Si les relations entre sœurs, les relations entre époux, les relations entre frère et sœur sont bien exploitées, décortiquées, finement analysées pour donner corps et profondeur, il est un thème que j’ai trouvé très bien disséqué : celui de la mémoire. Quelles sont les conséquences d’un black-out sur sa vie lorsque le sujet est dans l’impossibilité de se souvenir de ce qu’il lui est arrivé durant plusieurs heures, voir plusieurs jours ? Comment fonctionne le processus de mémoire ? Quelles défenses notre cerveau met-il en place pour éviter la souffrance ? »Ce trou de mémoire était comme une… une défense de votre esprit. » Les activités professionnelles de Yohann Le Guen dans son entreprise Biolab vous donneront une bonne idée des techniques susceptibles d’être utilisées pour faire disparaître les syndromes post-traumatiques. « L’oubli n’est pas thérapeutique », mais « la mémoire est aussi une prison ». « Pour faire un raccourci grossier, s’il n’y avait pas de souvenir du choc, il ne pourrait pas y avoir de trauma. Sa grande préoccupation était celle-ci : comment faire disparaître la charge émotionnelle liée au souvenir ? » Deux autres thématiques sont également très bien développées et ont suscité mon intérêt, mais je ne peux vous en parler de peur de vous spoiler le roman.

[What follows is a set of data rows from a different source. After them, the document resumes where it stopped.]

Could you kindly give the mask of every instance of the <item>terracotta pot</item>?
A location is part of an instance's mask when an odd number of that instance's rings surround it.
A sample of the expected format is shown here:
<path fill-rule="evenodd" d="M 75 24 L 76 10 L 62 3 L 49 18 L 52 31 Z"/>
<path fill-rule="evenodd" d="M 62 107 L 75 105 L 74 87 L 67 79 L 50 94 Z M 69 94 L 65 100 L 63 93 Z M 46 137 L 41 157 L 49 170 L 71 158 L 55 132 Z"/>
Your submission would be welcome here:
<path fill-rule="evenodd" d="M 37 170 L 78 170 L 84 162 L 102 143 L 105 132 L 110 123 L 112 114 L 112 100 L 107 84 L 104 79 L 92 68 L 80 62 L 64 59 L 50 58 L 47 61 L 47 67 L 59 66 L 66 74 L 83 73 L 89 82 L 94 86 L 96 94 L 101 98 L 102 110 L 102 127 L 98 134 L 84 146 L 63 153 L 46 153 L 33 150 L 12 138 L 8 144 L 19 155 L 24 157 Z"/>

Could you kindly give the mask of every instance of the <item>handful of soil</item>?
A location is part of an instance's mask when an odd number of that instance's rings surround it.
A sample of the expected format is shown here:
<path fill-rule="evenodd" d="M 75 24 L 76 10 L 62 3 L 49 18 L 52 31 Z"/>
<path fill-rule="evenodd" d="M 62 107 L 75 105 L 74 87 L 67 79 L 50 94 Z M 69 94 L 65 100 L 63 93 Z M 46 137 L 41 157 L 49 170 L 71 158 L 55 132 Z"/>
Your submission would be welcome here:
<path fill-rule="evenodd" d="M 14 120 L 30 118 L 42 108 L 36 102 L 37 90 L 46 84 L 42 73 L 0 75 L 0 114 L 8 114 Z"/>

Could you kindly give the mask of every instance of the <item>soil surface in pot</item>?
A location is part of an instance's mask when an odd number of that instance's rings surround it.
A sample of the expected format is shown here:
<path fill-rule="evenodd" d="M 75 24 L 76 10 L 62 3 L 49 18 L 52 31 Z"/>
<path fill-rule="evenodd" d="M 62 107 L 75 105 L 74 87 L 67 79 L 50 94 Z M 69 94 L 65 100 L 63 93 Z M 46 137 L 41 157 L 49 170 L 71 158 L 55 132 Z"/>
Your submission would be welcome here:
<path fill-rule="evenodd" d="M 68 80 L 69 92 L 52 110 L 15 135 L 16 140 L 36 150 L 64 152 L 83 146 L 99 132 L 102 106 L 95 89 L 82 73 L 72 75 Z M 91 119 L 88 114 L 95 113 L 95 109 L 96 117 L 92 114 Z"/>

Vous l’aurez compris, ce roman m’a vraiment collée dans une bulle durant les 2 jours passés à le lire. Je n’arrivais pas à penser à autre chose. Je retrouvais avec délice les personnages devenant étrangement proches. J’en rêvais même la nuit (ce qui est toujours un excellent signe chez moi). Je me suis réellement laissée porter par l’histoire mise en place par Céline, sans forcément chercher à en fouiller chaque recoin, juste la laissant faire de moi le cobaye de son intrigue. Comme pour la mémoire, un livre peut devenir un refuge, une sorte de petit nid douillet où il fait bon se recroqueviller lorsque les émotions sont à l’orage ou les décisions difficiles à prendre. J’ai aimé cette replongée dans l’adolescence, base de la construction de chacun, période où l’on développe ses armes, grâce à ses chagrins ou à ses bonheurs.

Je suis toujours fascinée par les thrillers domestiques lorsqu’ils sont bien menés. L’idée que la personne qui est la plus proche de vous, donc celle qui vous connaît le mieux puisse devenir votre pire ennemie est une idée qui me laisse toujours grisée, partagée entre angoisse et délectation, car le prétexte en est toujours l’amour, ou la haine, étrangement proches. Celui-ci est un petit bijou de réussite, bien mené, parfaitement ficelé fonctionnant sur le doute. « Le doute procède ainsi : il creuse ses galeries dans le siège de votre pensée et en fragilise chaque fondation avec la même nocivité qu’une certitude dévastatrice. »

Soyez prêts à entrer dans l’univers psychologique de Céline Denjean, il saura vous emporter par l’intelligence de son propos et la crédibilité nécessaire à tout roman du genre.